DirectXShaderCompiler
DirectXShaderCompiler copied to clipboard
[SPIR-V] Problem loading struct with vk::RawBufferLoad.
struct GPUObjDesc
{
float3 test;
float3 test2;
float3 test3;
soulsl::address vertex_address; // Address of the Vertex buffer
soulsl::address index_address; // Address of the index buffer
soulsl::address material_address; // Address of the material buffer
soulsl::address material_index_address; // Address of the triangle material index buffer
};
GPUObjDesc gpu_obj_desc = vk::RawBufferLoad<GPUObjDesc>(push_constant.gpu_obj_buffer_address);
float3 test2 = vk::RawBufferLoad<float3>(push_constant.gpu_obj_buffer_address + sizeof(float3));
float3 test3 = vk::RawBufferLoad<float3>(push_constant.gpu_obj_buffer_address + 2 * sizeof(float3));
For some reason gpu_obj_desc.test2 and gpu_obj_desc.test3 return the value of gpu_obj_desc.test. But test2 and test3 return the correct value. So it behaves correctly if I load the float3 by offsetting manually. I compile the hlsl with -fvk-use-dx-layout and -fspv-target-env=vulkan1.3. I have bindless mechanism as well that use ByteAddressBuffer.Load<GPUObjDesc>, that mechanism work perfectly fine when I load this same struct.
Hi, Thanks for the report! In order for us to reproduce the issue, we'd like a bit more information from your end:
- dxc version (or commit hash is custom build)
- a shader that compiles, we can directly try with, which reproduces the issue
- full command-line (Example of a good issue summary: https://github.com/microsoft/DirectXShaderCompiler/issues/4911)
Tried to guess a shader using those things (minus soulsl fields since those are not defined here), but OpAccessChain looks fine.

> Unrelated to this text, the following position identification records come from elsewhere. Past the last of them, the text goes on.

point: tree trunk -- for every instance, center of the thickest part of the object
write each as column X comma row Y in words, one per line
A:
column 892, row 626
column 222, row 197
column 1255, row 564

Actually I have look at the disassembly spir-v. And I wonder why it translates to SPIR-V differently from ByteAddressBuffer.Load<T>. In ByteAddressBuffer.Load<T>, dxc will load the member one by one using OpAccessChain (one OpAccessChain per uint) but vk::RawBufferLoad<T> will only use one OpLoad
#define WORK_GROUP_SIZE_X 16
#define WORK_GROUP_SIZE_Y 16
[[vk::binding(0, 0)]] ByteAddressBuffer global_buffer_arr[];
[[vk::binding(0, 3)]] RWTexture2D<float4> global_rw_texture_2d_float4_arr[];
RWTexture2D<float4> get_rw_texture_2d_float4(uint descriptor_id) {
return global_rw_texture_2d_float4_arr[descriptor_id];
}
struct GPUScene
{
float3 sky_color;
float3 cube_color;
float4x4 projection_inverse;
float4x4 view_inverse;
};
struct PushConstant
{
uint64_t scene_gpu_address;
uint scene_descriptor_id;
uint output_texture_descriptor_id;
};
[[vk::push_constant]]
PushConstant push_constant;
[numthreads(WORK_GROUP_SIZE_X, WORK_GROUP_SIZE_Y, 1)]
void cs_main(uint3 dispatch_thread_id : SV_DispatchThreadID)
{
GPUScene scene2 = global_buffer_arr[push_constant.scene_descriptor_id].Load<GPUScene>(0);
GPUScene scene = vk::RawBufferLoad<GPUScene>(push_constant.scene_gpu_address, 4);
float3 output_color = scene2.cube_color + scene.cube_color;
RWTexture2D<float4> output_texture = get_rw_texture_2d_float4(push_constant.output_texture_descriptor_id);
output_texture[uint2(0, 0)] = float4(output_color, 1.0f);
}
Resulting SPIR-V
; SPIR-V
; Version: 1.6
; Generator: Google spiregg; 0
; Bound: 240
; Schema: 0
OpCapability Shader
OpCapability RuntimeDescriptorArray
OpCapability Int64
OpCapability PhysicalStorageBufferAddresses
OpExtension "SPV_EXT_descriptor_indexing"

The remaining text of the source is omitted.